Think HBR

Skills to support innovation in the Hunter

Innovation means many different things in 2016. For Hunter TAFE in its simplest form, innovation requires the right mix of industry, employers and highly skilled and experienced teachers who can use the TAFE model to be creative and innovative while developing skills for now and for the future.
In order to create this secure, sustainable and prosperous future, Australia will require enhanced capability in science, technology, engineering and maths (STEM) areas along with skills in complexproblem solving, teamwork, interpersonal negotiation skills and the ability to adopt a multi-disciplined approach.
As one of Australia’s largest vocational education and training providers, Hunter TAFE has a significant part to play in delivering the right training programs to provide industry with the skilled workers that will lead innovation.
Collaboration with industry and employers across the region has always been an important part of the how Hunter TAFE develops programs to meet the skills needs of the region.

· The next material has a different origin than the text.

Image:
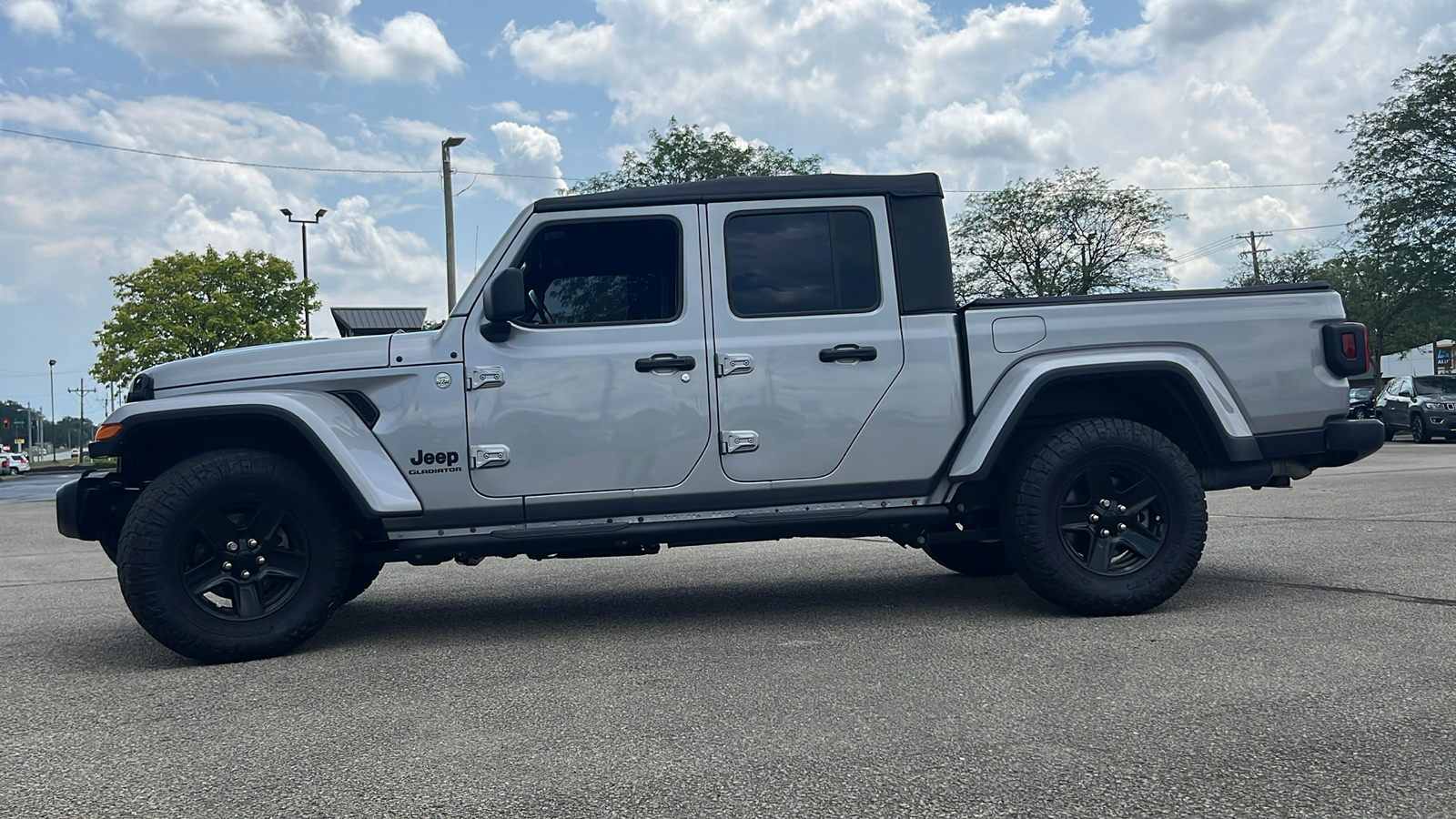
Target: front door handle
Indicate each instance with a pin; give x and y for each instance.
(848, 353)
(666, 361)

Hunter TAFE is actively working with RDA Hunter, AIG, HunterNet, schools and businesses across the region to develop programs that encourage school students to continue STEM skills education in an exciting and engaging way that demonstrates how those skills link to future careers.
Hunter TAFE CEO/ Institute Director, Christine Warrington said that TAFE’s role is to ensure that skills training continues to match the needs of employers across the Hunter and Central Coast regions.
“As one of the major education providers in the region we have a responsibility to ensure our training programs continue to remain relevant, focusing on applied learning and hands-on practical training,” said Ms Warrington.
“Adapting our products and programs is something we have been required to do throughout our 120 year history,” she said.
“From developing light automotive courses that include the computer and electronics skills required for modern vehicles, to including 3D printing technology in our industrial design courses.
New technologies and applications of those technologies has always been changing,” said Ms Warrington.
“The difference is that now we will experience this change at an unprecedented rate.”
“A truly coordinated approach between government, industry, schools, the VET sector and universities will be required to ensure that the Hunter and Central Coast are prepared and supported with the skills required to drive a prosperous and sustainable economy.”